Saturday, September 26, 2015

Does the Atonement Really Cover....

There are seasons of the year in my life when I find myself spending much thought on certain personal experiences that cause me pain. During these times I do much heavy soul-searching and often doubt myself and my own ability to repent of actions / behaviors which I would do differently if I could go back in time and know what I know in hindsight. The Fall is one of those times of the year due to happenings of which only I am aware. I found myself in this position this week. Doubting myself seriously.

My husband suffered from and subsequently seemingly lost his life to a vicious disease called Creutzfeldt-Jakob Disease. If you research it you will find it is caused by a prion invading the brain tissue. Thus, it becomes a brain wasting disease for which there is no cure by the time it can be diagnosed. In his case as in most, I assume, symptoms do not make themselves manifest until it doesn't leave you much time to prepare, be aware, or deal.

As I saw symptoms in the beginning they were minor things which didn't make sense, so I didn't put two and two together, so to speak. As it rapidly progressed he started to tell me he wasn't sure the best way to get from point A to point B around town. While this caused me concern, I remember talking to him about problem solving and the best way to figure these things out while helping him to do so. And time passed. Rather than belabor my point and because it still causes me pain to go there, I will say no more about that at this time. By the way, the problem solving helps didn't work.

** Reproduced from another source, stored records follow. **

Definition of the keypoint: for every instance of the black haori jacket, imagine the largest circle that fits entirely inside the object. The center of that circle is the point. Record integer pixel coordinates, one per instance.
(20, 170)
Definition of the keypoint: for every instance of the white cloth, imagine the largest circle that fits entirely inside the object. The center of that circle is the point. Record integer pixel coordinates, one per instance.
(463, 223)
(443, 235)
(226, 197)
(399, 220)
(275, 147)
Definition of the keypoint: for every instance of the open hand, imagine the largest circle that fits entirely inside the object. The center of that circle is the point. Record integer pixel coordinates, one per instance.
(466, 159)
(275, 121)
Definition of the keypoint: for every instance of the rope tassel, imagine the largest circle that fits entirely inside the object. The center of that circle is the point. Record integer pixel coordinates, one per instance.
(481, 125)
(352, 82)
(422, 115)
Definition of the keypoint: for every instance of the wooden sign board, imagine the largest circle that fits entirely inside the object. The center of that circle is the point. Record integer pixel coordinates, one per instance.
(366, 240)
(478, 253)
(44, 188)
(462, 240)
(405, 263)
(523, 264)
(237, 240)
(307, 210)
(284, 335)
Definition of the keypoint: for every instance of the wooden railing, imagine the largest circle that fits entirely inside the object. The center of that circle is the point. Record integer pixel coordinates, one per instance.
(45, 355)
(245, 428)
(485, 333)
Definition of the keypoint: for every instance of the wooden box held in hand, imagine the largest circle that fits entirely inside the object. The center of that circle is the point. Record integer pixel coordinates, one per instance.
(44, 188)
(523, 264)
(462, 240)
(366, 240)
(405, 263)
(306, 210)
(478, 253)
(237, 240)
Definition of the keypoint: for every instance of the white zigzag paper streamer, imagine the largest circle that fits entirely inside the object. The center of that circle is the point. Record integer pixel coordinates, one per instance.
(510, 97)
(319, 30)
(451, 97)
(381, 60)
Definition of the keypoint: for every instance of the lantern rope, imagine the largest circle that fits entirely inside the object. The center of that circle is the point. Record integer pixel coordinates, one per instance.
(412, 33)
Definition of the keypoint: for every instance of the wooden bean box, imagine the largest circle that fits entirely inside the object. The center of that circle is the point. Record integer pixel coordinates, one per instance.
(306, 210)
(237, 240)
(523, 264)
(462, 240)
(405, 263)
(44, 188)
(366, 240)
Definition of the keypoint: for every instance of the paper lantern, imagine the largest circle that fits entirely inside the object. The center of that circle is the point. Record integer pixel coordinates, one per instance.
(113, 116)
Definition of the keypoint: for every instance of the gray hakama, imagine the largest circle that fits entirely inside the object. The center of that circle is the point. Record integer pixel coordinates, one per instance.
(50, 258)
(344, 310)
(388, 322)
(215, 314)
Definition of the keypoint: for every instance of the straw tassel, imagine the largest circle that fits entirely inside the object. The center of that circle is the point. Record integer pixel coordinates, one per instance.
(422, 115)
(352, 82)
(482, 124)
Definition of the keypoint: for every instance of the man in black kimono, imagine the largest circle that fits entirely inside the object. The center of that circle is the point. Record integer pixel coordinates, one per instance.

In order to shorten this post, I will simply say, as time passed it became truly frustrating that he could remember less and less and I found myself losing patience with him when I truly should not have. When you lose your patience you sometimes say things you wish you could take back and swallow. Finally, one day he hit a home run with me when his simple reply was, " I just can't help it. I can't remember these things."

I just can't help it! It dawned on me, the light came on! What was going on was beyond his control. No matter how many strategies he knew, no matter how smart he was or how many times he might have done something in prior times, he could not help that his memory was gone. It was beyond his control.

I spend many hours of regret wishing I could re-do these happenings and days -- wondering whether there is truly forgiveness in repentance for this on my part. Does the Atonement really cover and can he forgive me?